La pieza la realiza el escultor en su afán por investigar sobre aragoneses ilustres olvidados de la ciudad y la modela inicialmente en barro. Tras consultar a biógrafos y distintos profesionales opta por inspirarse en la porcelana existente en el Museo de la Cerámica en Alcora (Castellón) pues los datos físicos del personaje en sus distintas representaciones eran a veces contradictorias según las fuentes consultadas (de hecho, en Alcora existe otro monumento dedicado al Conde Aranda, más joven y distinto del de Zaragoza).

Pedro Pablo Abarca de Bolea (Siétamo, Huesca, 1719 — Épila, Zaragoza, 1798) fue un noble, militar y estadista ilustrado español y el X Conde de Aranda.

Fue la figura política más importante de la Ilustración en España y referente del llamado “partido aragonés“, promotor de la modernización de Aragón.

Retrato del militar y político español Pedro Pablo Abarca de Bolea (1719-1798), X conde de Aranda

Pedro Pablo Abarca de Bolea (1719-1798), X conde de Aranda. Retrato pintado por Joaquín Inza y conservado en la Colección de la Casa de Alba

Estuvo al servicio de cuatro reyes: Felipe V, Fernando VI, Carlos III y Carlos IV, y entre sus cargos llegó a ser el capitán general más joven de Carlos III, embajador en Portugal (1755-56), director general de Artillería e Ingenieros (1756-58), embajador en Polonia (1760-62), general jefe del ejército invasor de Portugal (1762-63), presidente del Alto Tribunal Militar que juzgó a los oficiales que perdieron La Habana, conquistada por los ingleses (1764-65), capitán general, presidente de la Audiencia y virrey de Valencia (1765-66), presidente del Consejo de Castilla y capitán general del mismo reino (1766-1773), embajador y ministro plenipotenciario de España en París (1773-1787) y, finalmente, secretario interino de Estado o primer ministro de Carlos IV (1792), para luego seguir como decano del Consejo de Estado (1793-94).

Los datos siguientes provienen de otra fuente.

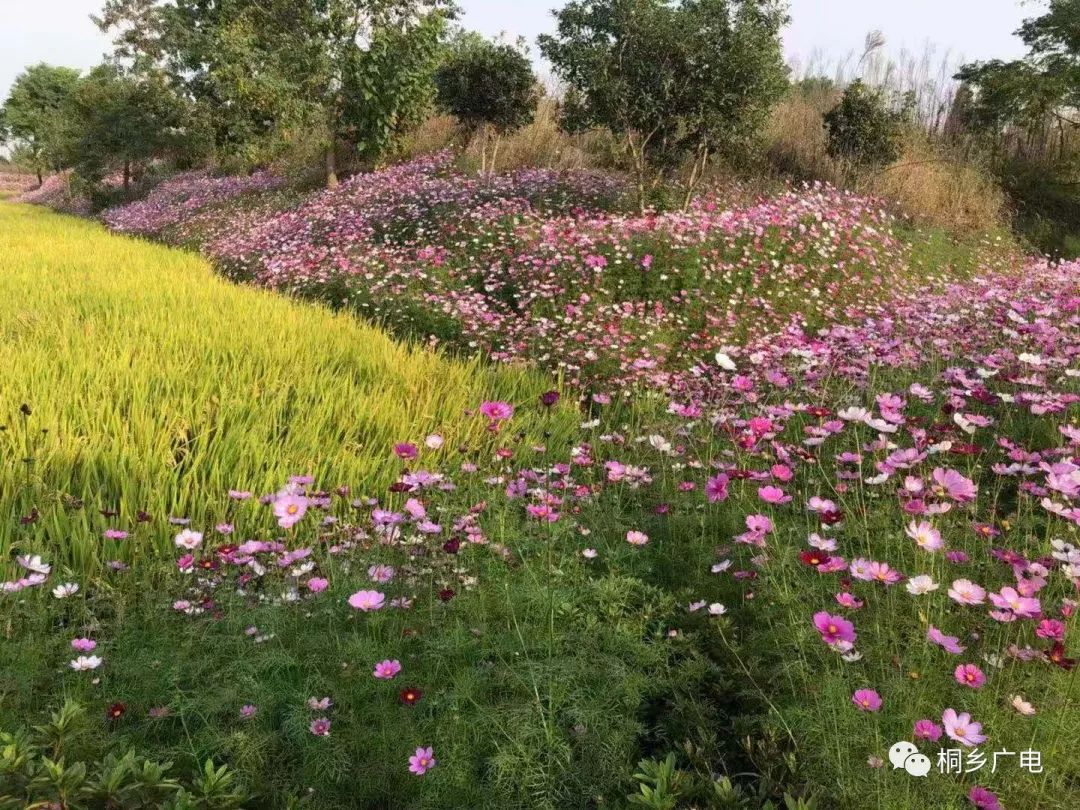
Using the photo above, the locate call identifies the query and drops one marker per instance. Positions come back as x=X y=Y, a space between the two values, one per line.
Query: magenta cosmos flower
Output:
x=497 y=412
x=928 y=730
x=716 y=488
x=961 y=728
x=288 y=509
x=983 y=798
x=970 y=675
x=866 y=700
x=834 y=629
x=422 y=761
x=386 y=670
x=367 y=601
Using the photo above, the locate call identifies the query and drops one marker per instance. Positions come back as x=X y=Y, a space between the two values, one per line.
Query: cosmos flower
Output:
x=961 y=728
x=969 y=675
x=387 y=670
x=367 y=601
x=421 y=761
x=866 y=700
x=834 y=629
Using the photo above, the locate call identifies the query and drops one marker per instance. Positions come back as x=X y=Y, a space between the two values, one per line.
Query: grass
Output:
x=153 y=382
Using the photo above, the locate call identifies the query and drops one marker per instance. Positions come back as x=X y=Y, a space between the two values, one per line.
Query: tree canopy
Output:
x=674 y=77
x=34 y=115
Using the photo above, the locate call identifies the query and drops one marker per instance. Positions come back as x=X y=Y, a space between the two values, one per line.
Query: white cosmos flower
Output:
x=921 y=584
x=725 y=362
x=189 y=540
x=35 y=564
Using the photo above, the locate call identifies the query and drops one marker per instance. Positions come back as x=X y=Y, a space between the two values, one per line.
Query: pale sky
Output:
x=822 y=31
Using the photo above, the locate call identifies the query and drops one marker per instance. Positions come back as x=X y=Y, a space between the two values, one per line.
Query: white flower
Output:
x=725 y=362
x=189 y=540
x=853 y=415
x=35 y=564
x=921 y=584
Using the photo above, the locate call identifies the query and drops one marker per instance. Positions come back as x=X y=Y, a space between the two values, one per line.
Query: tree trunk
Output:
x=331 y=165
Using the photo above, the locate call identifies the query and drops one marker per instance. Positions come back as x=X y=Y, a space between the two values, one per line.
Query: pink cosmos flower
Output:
x=955 y=486
x=925 y=536
x=422 y=761
x=882 y=572
x=984 y=799
x=288 y=509
x=949 y=644
x=387 y=670
x=961 y=728
x=773 y=495
x=497 y=412
x=834 y=629
x=928 y=730
x=1051 y=629
x=966 y=592
x=716 y=488
x=367 y=601
x=866 y=700
x=380 y=574
x=1023 y=607
x=969 y=675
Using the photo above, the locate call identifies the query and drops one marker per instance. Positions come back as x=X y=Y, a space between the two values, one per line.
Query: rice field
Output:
x=150 y=381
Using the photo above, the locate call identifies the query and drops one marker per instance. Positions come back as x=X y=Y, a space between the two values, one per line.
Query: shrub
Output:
x=489 y=88
x=862 y=129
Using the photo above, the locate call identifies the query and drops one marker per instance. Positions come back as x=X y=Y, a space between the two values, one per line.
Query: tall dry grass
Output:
x=541 y=144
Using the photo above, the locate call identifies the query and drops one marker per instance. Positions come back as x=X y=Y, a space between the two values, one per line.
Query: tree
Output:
x=34 y=115
x=862 y=129
x=118 y=122
x=674 y=78
x=489 y=88
x=1038 y=91
x=355 y=72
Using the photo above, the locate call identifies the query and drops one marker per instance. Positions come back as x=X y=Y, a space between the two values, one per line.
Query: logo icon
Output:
x=906 y=756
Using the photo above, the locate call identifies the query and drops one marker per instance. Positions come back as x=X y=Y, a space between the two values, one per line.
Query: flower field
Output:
x=771 y=485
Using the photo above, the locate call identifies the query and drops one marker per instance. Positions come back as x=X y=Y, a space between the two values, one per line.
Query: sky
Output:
x=823 y=32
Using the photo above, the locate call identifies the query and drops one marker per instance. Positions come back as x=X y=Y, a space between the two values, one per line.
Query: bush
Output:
x=862 y=129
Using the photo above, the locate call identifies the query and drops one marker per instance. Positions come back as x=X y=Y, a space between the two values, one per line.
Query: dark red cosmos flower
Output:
x=1056 y=656
x=831 y=517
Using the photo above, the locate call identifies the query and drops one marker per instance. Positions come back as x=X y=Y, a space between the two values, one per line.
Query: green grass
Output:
x=153 y=383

De la vinculación del conde de Aranda con Aragón quedan pruebas a través del célebre “partido aragonés” o de la Sociedad Económica Aragonesa de Amigos del País, donde manifestó su especial interés por las obras de Aragón, como la construcción del Canal Imperial de Aragón, o sus proyectos por hacer navegable el Ebro, o simplemente sus esfuerzos por paliar “tantos daños y abandonos que de siglos tienen aniquilado el Reino de Aragón”.

Nació en el castillo de Siétamo en el seno de una ilustre familia aragonesa. Se educó en Italia, en el Seminario de Bolonia y en Roma. Siendo muy joven realizó muchos viajes por toda Europa recibiendo una sólida y liberal formación que pronto hizo que se le identificara con los filósofos y enciclopedistas.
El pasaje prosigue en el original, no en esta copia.